Ed Sheeran visits struggling England cricket side to give them a boost in Auckland
Ed Sheeran was a left-field contender for England's highlight of a rainy day in Auckland.
James Anderson already had a moment to savour when he had New Zealand's record-breaking batsman Kane Williamson lbw at Eden Park.
But singer Sheeran also made an unexpected bid to lighten the mood in the England camp when, on a surprise visit to watch day two of the pink-ball Test, he popped into both dressing rooms.
After a succession of heavy showers restricted play to just 23.1 overs, in which Williamson (102) went past team-mate Ross Taylor and all-time great Martin Crowe with 18 centuries to their 17 each, Anderson recalled both Sheeran's unscripted meet and greet and the moment he finally dismissed the New Zealand captain.
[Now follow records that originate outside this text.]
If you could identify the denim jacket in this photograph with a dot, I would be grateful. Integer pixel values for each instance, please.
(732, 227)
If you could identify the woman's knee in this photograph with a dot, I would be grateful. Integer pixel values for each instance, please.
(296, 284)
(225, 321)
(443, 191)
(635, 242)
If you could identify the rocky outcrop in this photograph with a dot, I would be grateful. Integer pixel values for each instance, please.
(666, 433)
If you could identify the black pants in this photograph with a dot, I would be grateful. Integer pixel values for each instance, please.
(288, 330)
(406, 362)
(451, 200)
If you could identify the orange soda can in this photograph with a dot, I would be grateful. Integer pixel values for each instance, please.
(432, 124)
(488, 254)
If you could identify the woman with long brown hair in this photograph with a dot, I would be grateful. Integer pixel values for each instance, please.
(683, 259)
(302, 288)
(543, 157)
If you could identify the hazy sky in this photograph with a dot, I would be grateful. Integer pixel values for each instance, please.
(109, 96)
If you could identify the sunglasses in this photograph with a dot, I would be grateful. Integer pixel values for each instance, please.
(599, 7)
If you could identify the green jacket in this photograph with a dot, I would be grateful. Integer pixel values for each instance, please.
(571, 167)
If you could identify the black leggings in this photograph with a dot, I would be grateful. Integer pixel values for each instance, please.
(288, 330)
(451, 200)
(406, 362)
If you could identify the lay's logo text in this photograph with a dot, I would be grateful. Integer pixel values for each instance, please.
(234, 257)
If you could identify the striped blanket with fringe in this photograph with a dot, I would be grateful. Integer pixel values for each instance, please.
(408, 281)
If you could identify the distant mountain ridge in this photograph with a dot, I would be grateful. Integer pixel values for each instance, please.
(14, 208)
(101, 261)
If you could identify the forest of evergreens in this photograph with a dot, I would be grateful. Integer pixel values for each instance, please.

There has been little cheer here so far for England after they collapsed to a hapless 58 all out on day one of this series opener and have then been powerless to stop the Kiwis moving to 229 for four in reply.
The arrival of Sheeran provided a welcome distraction, though, as he relaxed before his sold-out concert in town on Saturday night.
Anderson had the sliding doors misfortune to miss the chance encounter with the global superstar - born close to his own home town Burnley, across the Roses divide of the South Pennines in West Yorkshire.
But speaking on behalf of his teammates, he said: "(It was) brilliant, yes. I didn't actually see him - the lads did. A few of them chatted to him for a while.
"It was nice, especially after a couple of average days, to meet someone of his calibre."
Anderson confirmed several of Sheeran's hits are on England's team playlist.
"There are a few songs (of his) there and it was nice of him to come in and chat to the guys," he added.
"There are a lot of big fans in there."
Anderson (three for 53) also alleviated England's struggles a little with the wicket of Williamson - a player he unsurprisingly admires.
"Right now, he's up there with the best in the world," he said.
"I think he's got a brilliant gameplan, is good technically, good in all conditions and all forms of the game.
"There's not many around (like him) at the minute in world cricket."
England's best hope of emerging from this match without adding to their already unenviable away record of late in Tests surely rests with the forecast of more bad weather.
Reflecting on the previous day's embarrassing collapse, number 11 Anderson said: "I can't remember experiencing an hour like that before.
"We've got to try and work very hard to make sure it doesn't happen again.
"(But) we have to keep believing we can save (this match) - because if we don't have belief there's no point turning up."
Williamson has much more reason for optimism, but is not one to get ahead of himself.
There was an element of self-reproach, in fact, at failing to consolidate after the historic century which puts him statistically ahead of national hero Crowe at the age of just 27.
He said: "Martin was a fantastic, world-class player for New Zealand - our best player, batsman certainly, of all time - and the respect is certainly there for Martin and what he did for the game.
"For me personally I've never focused too much on stats.
"It's been about doing my best for the team, and that's why today it was frustrating to not still be out there (although) it was a fairly good delivery."